Mao Weike, Fukuoka Shuji, Iwai Chikao, Liu Jiahao, Sharma Virendra K, Sheu Shey-Shing, Fu Michael, Liang Chang-seng
University of Rochester Medical Center, Department of Medicine, Cardiology Division, Box 679, 601 Elmwood Ave., Rochester, NY 14642, USA.
Am J Physiol Heart Circ Physiol. 2007 Sep;293(3):H1636-45. doi: 10.1152/ajpheart.01377.2006. Epub 2007 Jun 1.
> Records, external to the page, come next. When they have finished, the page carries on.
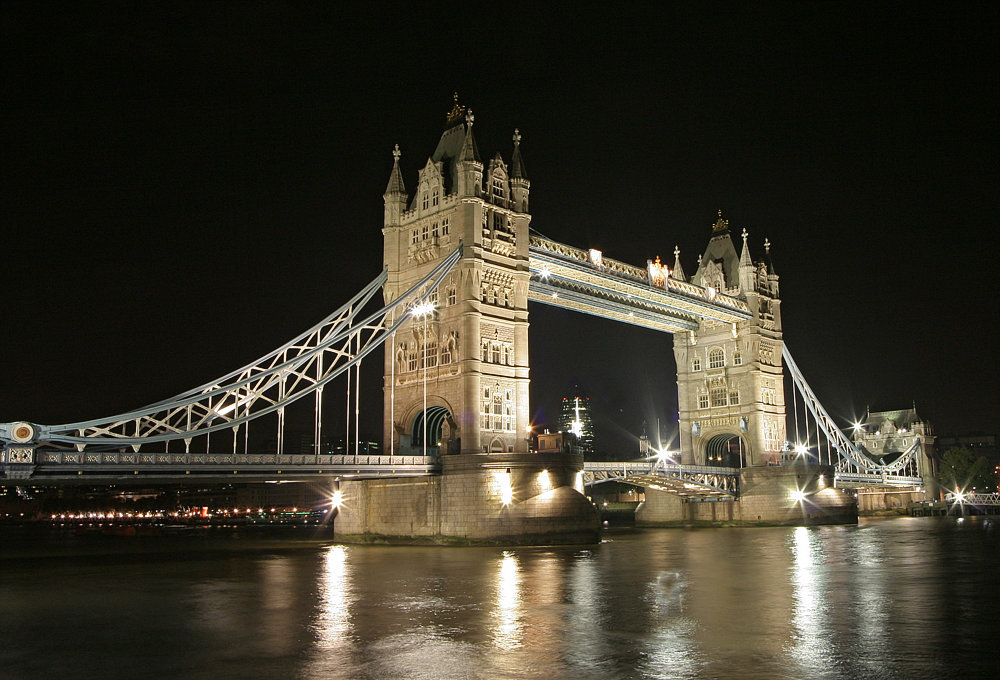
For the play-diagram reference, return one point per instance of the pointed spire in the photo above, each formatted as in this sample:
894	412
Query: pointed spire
721	226
395	185
469	152
516	163
678	272
745	260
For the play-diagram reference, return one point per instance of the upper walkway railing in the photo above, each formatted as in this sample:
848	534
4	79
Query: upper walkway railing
588	282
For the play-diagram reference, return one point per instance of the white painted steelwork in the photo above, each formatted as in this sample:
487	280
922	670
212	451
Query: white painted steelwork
298	368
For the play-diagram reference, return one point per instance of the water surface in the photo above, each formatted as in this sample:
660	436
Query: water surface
902	598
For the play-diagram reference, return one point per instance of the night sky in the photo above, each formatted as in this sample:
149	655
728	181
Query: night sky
186	186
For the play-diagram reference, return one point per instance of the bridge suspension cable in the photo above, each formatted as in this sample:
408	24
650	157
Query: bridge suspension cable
851	459
300	367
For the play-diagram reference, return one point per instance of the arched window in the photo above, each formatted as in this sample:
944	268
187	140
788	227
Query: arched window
716	358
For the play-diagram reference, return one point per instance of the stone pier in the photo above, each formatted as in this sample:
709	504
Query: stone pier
506	498
766	498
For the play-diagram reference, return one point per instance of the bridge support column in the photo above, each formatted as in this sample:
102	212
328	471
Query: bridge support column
479	498
793	495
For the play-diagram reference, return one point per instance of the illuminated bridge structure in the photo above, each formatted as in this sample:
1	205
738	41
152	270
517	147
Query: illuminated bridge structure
208	426
461	265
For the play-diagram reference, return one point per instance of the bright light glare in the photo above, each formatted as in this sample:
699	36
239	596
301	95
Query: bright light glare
544	480
422	309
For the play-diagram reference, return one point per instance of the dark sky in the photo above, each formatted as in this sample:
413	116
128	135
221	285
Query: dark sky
186	186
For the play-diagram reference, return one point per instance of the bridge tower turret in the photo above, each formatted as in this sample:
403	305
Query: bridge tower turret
473	355
730	385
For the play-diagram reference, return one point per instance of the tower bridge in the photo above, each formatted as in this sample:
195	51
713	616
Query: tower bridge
461	264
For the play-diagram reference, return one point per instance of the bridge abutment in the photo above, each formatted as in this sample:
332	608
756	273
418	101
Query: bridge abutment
478	498
794	495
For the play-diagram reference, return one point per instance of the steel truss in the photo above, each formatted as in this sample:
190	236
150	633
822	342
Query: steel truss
853	467
693	483
299	368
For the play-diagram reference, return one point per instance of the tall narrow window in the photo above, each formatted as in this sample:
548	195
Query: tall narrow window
716	358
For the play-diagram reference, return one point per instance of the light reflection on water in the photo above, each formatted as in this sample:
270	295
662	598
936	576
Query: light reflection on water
901	599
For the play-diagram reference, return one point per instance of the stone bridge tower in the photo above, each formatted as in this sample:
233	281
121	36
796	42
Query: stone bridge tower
473	349
730	386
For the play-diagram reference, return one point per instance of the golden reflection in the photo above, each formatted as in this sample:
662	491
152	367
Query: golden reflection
507	614
808	612
334	621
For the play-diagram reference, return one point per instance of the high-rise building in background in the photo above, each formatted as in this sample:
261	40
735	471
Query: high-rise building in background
575	418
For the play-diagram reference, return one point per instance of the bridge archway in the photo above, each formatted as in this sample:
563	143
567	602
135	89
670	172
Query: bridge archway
437	416
727	450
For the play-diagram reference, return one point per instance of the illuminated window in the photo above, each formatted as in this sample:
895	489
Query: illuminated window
430	354
508	410
716	358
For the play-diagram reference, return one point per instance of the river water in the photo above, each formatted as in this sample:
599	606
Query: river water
902	598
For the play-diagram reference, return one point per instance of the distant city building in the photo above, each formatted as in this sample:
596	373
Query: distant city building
575	418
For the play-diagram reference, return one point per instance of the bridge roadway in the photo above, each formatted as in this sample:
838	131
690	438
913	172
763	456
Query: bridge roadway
692	482
62	467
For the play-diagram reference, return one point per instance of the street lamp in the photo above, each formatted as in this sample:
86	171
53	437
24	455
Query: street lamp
424	310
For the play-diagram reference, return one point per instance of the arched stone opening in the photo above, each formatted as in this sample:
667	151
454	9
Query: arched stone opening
437	436
726	450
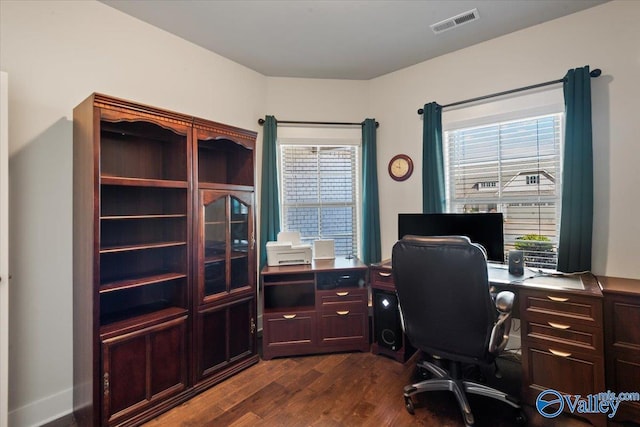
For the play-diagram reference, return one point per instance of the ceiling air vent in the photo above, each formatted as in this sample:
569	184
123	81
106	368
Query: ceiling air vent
456	21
Evidence suggests that the autoimmune cardiomyopathy produced by a peptide corresponding to the sequence of the second extracellular loop of the beta(1)-adrenergic receptor (beta(1)-EC(II)) is mediated via a biologically active anti-beta(1)-EC(II) antibody, but the mechanism linking the antibody to myocyte apoptosis and cardiac dysfunction has not been well elucidated. Since the beta(1)-EC(II) autoantibody is a partial beta(1)-agonist, we speculate that the cardiomyopathy is produced by the beta(1)-receptor-mediated stimulation of the CaMKII-p38 MAPK-ATF6 signaling pathway and endoplasmic reticulum (ER) stress, and that excess norepinephrine (NE) exaggerates the cardiomyopathy. Rabbits were randomized to receive beta(1)-EC(II) immunization, sham immunization, NE pellet, or beta(1)-EC(II) immunization plus NE pellet for 6 mo. Heart function was measured by echocardiography and catheterization. Myocyte apoptosis was determined by terminal deoxytransferase-mediated dUTP nick-end labeling and caspase-3 activity, whereas CaMKII, MAPK family (JNK, p38, ERK), and ER stress signals (ATF6, GRP78, CHOP, caspase-12) were measured by Western blot, immunohistochemistry, and kinase activity assay. beta(1)-EC(II) immunization produced progressive LV dilation, systolic dysfunction, and myocyte apoptosis. These changes were associated with activation of GRP78 and CHOP and increased cleavage of caspase-12, as well as increased CaMKII activity, increased phosphorylation of p38 MAPK, and nucleus translocation of cleaved ATF6. NE pellet produced additive effects. In addition, KN-93 and SB 203580 abolished the induction of ER stress and cell apoptosis produced by the beta(1)-EC(II) antibody in cultured neonatal cardiomyocytes. Thus ER stress occurs in autoimmune cardiomyopathy induced by beta(1)-EC(II) peptide, and this is enhanced by increased NE and caused by activation of the beta(1)-adrenergic receptor-coupled CaMKII, p38 MAPK, and ATF6 pathway.
有证据表明,由与β₁ - 肾上腺素能受体第二细胞外环序列(β₁ - EC(II))相对应的肽段所产生的自身免疫性心肌病是通过一种具有生物活性的抗β₁ - EC(II)抗体介导的,但该抗体与心肌细胞凋亡及心脏功能障碍之间的联系机制尚未完全阐明。由于β₁ - EC(II)自身抗体是一种部分β₁ - 激动剂,我们推测心肌病是由β₁ - 受体介导的CaMKII - p38 MAPK - ATF6信号通路激活和内质网(ER)应激所致,且过量的去甲肾上腺素(NE)会使心肌病加重。将兔子随机分为四组,分别接受β₁ - EC(II)免疫、假免疫、NE植入或β₁ - EC(II)免疫加NE植入,持续6个月。通过超声心动图和导管插入术测量心脏功能。通过末端脱氧核苷酸转移酶介导的dUTP缺口末端标记法和半胱天冬酶 - 3活性测定心肌细胞凋亡,而通过蛋白质印迹法、免疫组织化学和激酶活性测定法检测CaMKII、丝裂原活化蛋白激酶家族(JNK、p38、ERK)和内质网应激信号(ATF6、GRP78、CHOP、半胱天冬酶 - 12)。β₁ - EC(II)免疫可导致左心室逐渐扩张、收缩功能障碍和心肌细胞凋亡。这些变化与GRP78和CHOP的激活、半胱天冬酶 - 12切割增加以及CaMKII活性增加、p38 MAPK磷酸化增加和切割后的ATF6核转位有关。NE植入产生累加效应。此外,KN - 93和SB 203580可消除β₁ - EC(II)抗体在培养的新生心肌细胞中诱导的内质网应激和细胞凋亡。因此,内质网应激发生在由β₁ - EC(II)肽诱导的自身免疫性心肌病中,并且这种应激会因NE增加而增强,是由β₁ - 肾上腺素能受体偶联的CaMKII、p38 MAPK和ATF6信号通路激活所引起的。